Photo by Teri Shore
Picture of Teri Shore

Teri Shore

Planning Geyserville’s Future

At the suggestion of Geyserville resident and Greenbelt Alliance board member Michele Stratton, the Geyserville Planning Committee recently invited Regional Director Teri Shore to provide a review of the open space and planning policies that will inform their new community plan and help manage development pressures.

The hamlet of Geyserville is a sweet spot to make a stop when exploring the northern reaches of Sonoma County. While the downtown is only a couple of blocks long, the community spans about 190 acres of rich farmland along the Russian River.

The town, situated between Healdsburg to the south and Cloverdale to the north, is incredibly scenic, with Geyser Peak rising to the sky above vineyards that seem to go on forever. The famous geysers that generate ample clean electricity are found high on the flanks of Geyser Peak

Now, the tight-knit community of about 1,500 people is embarking on a new community plan that will help them develop a vision for the future as sprawl development pressures rise.

The Geyserville Planning Committee, which has a long history as an independent body, is elected by residents at their annual meeting, held most recently on April 24, 2018.

Its mission is to to facilitate communication between county officials and local residents, businesses, and the general public on local planning and land use decisions affecting the unincorporated Town of Geyserville.

New community separators were established all around Geyserville in 2016, protecting adjacent farm lands from intense development.
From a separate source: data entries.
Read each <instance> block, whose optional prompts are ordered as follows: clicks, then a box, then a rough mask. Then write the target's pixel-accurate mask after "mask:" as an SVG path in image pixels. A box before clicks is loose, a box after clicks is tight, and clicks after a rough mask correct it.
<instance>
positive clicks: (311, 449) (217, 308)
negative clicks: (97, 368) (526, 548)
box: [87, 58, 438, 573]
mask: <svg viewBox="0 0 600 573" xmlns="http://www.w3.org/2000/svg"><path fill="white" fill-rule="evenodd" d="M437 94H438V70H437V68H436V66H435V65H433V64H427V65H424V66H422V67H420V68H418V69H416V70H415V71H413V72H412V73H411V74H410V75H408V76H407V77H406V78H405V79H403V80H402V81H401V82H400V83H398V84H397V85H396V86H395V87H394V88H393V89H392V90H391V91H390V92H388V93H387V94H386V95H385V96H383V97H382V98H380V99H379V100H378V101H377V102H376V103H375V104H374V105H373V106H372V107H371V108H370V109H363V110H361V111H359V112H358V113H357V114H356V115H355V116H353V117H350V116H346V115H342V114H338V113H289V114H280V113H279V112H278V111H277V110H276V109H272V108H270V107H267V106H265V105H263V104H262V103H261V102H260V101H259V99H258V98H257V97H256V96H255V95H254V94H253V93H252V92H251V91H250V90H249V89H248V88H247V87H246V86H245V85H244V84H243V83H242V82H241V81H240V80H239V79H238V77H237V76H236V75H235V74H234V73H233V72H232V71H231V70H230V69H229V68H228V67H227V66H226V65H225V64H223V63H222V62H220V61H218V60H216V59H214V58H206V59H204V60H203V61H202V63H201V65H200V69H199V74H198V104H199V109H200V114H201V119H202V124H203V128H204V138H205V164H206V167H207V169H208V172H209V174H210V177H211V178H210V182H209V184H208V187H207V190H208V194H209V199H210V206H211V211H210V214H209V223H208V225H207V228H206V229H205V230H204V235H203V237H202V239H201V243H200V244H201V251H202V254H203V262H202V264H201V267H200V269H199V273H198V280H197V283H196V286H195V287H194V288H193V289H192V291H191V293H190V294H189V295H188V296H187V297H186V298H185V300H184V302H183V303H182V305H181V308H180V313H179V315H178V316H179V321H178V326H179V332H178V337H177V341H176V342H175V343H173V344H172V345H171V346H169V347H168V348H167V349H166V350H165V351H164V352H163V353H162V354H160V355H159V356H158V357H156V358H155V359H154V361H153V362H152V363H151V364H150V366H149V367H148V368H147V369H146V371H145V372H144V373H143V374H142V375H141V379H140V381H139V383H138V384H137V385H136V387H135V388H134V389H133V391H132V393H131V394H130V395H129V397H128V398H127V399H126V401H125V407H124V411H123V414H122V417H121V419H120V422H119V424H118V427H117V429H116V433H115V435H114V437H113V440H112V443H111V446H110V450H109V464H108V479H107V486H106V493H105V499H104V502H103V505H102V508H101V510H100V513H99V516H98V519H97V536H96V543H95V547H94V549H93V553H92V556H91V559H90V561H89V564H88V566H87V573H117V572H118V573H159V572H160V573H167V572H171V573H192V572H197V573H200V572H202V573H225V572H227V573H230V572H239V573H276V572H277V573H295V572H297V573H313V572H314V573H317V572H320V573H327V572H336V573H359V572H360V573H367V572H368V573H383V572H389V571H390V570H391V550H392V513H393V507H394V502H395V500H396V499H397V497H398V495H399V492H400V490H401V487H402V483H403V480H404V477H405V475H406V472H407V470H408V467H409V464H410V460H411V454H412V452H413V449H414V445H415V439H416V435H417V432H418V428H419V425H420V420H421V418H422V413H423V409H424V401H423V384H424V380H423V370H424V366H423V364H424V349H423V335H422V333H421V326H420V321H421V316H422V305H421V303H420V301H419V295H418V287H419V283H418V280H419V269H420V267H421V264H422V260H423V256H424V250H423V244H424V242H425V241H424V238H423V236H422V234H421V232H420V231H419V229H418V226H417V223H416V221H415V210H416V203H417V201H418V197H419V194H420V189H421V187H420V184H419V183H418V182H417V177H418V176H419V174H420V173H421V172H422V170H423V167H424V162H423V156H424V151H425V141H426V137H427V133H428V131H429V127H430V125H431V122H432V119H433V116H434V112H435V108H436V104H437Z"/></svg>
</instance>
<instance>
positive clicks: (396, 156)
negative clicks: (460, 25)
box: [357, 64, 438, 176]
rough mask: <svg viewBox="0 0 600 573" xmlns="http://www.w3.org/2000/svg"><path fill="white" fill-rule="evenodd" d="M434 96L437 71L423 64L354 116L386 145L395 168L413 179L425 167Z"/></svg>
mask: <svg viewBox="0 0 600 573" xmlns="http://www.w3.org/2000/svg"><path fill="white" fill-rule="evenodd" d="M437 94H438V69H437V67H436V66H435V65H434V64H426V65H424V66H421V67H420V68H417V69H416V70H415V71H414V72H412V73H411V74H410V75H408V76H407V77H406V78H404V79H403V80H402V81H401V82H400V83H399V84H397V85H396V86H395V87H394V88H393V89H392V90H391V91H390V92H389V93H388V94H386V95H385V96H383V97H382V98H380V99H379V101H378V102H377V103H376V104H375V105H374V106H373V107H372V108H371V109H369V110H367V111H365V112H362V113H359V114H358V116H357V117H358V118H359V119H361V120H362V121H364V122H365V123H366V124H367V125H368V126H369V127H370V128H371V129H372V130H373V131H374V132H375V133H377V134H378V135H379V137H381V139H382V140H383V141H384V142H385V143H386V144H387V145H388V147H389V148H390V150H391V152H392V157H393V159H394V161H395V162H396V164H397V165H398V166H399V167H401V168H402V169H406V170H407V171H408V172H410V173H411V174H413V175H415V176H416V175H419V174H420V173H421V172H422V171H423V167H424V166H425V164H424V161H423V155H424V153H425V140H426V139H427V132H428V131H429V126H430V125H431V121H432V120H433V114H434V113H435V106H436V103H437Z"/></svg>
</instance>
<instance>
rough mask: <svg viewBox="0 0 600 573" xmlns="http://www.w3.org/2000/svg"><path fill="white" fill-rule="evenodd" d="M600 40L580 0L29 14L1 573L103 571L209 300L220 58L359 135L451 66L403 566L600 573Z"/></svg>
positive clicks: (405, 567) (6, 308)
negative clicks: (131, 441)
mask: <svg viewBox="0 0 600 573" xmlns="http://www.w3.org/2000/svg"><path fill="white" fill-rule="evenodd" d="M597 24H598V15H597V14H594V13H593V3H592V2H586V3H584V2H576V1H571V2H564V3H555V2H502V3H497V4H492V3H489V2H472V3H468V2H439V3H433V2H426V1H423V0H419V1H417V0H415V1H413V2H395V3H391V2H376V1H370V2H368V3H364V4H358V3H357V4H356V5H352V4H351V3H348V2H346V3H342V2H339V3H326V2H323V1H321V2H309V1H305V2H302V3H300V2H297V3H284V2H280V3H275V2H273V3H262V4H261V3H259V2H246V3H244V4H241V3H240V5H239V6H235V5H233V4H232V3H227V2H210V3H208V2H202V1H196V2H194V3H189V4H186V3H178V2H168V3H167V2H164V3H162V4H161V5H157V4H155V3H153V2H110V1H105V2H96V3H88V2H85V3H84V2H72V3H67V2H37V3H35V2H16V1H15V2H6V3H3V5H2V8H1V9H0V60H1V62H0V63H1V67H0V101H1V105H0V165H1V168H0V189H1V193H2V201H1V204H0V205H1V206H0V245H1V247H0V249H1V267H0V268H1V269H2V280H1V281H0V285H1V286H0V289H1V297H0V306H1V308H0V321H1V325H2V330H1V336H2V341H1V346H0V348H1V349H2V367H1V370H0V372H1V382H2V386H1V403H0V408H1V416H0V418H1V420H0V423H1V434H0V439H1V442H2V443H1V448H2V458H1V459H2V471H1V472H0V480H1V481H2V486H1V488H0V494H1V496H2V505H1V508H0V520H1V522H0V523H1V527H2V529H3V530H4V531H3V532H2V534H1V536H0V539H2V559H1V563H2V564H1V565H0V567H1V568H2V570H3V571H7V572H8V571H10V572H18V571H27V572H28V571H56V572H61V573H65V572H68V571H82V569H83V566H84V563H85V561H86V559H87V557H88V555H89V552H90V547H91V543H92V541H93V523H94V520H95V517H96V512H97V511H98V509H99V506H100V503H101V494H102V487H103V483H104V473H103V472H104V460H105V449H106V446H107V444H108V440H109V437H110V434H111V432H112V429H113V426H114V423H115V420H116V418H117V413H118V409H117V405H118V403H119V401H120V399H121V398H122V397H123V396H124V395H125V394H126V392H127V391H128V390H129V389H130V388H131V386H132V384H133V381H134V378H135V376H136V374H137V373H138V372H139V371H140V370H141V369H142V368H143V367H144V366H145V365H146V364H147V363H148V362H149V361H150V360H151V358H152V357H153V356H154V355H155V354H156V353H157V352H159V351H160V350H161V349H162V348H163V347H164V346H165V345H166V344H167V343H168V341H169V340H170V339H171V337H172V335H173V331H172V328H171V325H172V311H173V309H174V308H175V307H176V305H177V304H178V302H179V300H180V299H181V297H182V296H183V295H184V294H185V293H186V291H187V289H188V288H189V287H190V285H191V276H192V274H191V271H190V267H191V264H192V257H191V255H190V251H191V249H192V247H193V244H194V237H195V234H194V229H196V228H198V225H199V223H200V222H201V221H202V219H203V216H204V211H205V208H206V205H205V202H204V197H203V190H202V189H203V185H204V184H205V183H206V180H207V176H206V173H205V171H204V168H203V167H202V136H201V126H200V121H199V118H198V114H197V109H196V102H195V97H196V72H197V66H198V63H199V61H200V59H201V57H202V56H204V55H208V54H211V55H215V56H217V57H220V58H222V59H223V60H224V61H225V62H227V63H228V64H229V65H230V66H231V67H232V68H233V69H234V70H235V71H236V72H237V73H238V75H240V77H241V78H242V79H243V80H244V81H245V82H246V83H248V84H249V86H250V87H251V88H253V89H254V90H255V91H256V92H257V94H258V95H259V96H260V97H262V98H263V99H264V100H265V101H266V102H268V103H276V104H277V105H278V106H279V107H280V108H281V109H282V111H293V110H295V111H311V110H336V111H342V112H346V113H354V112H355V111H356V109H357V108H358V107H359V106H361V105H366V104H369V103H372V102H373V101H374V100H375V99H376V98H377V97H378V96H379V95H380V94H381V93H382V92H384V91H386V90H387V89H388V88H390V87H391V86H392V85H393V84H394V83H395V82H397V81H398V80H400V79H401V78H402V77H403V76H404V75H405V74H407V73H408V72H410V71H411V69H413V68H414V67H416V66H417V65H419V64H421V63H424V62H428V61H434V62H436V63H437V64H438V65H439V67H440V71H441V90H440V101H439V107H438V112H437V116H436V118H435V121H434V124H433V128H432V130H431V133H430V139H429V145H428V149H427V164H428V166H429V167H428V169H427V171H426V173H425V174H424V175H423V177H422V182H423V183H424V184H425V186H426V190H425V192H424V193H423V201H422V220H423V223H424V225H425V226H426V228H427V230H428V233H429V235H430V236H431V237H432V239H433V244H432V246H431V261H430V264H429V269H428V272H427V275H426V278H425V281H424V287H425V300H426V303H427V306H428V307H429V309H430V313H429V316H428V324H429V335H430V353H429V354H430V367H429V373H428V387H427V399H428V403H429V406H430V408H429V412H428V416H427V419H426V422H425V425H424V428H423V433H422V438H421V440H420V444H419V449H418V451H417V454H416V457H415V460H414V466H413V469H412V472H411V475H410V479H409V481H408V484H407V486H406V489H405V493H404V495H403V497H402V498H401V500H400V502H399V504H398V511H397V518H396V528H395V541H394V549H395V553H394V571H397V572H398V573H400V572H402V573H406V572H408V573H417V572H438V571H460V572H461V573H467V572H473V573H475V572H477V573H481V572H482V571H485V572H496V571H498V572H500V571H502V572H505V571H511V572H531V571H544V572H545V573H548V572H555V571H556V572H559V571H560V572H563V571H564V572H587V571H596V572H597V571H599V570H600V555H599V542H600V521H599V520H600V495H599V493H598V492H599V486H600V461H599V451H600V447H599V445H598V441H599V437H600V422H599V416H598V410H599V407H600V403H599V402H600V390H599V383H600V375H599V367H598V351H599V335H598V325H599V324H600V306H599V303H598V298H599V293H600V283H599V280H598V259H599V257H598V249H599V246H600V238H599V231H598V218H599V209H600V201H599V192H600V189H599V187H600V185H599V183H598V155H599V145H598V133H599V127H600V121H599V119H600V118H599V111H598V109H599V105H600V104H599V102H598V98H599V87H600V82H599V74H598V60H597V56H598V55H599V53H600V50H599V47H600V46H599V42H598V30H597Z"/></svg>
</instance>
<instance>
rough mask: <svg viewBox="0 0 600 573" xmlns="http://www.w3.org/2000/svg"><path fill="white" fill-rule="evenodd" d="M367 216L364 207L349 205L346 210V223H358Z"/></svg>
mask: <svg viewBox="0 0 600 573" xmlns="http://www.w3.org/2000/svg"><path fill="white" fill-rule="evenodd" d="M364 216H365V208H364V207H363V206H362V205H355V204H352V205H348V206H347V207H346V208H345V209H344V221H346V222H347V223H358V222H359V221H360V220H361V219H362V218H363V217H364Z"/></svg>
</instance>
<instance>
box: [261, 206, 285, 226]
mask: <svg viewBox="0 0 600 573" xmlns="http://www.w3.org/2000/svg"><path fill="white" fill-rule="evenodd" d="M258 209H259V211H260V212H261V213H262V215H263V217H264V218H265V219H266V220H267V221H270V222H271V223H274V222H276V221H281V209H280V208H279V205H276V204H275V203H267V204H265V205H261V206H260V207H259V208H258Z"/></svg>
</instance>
The surrounding lands are important for wildlife and plant habitat, drinking water, and groundwater, according to the Bay Area Greenprint Tool.

Even so, about 100 acres of open space within two miles of town are at high or medium risk of development. For example, a proposal for a new gas station and fast food outlets on undeveloped natural land along the highway at the edge of town was recently halted due to residents’ concerns about spoiling the rural character of the area.

To prevent such conflicts, the Geyserville Planning Committee plans to map out what types of residences, businesses and services the residents want to attract. They are on track to complete the community plan in time to incorporate it into the update of the Sonoma County General Plan, expected to get going next year.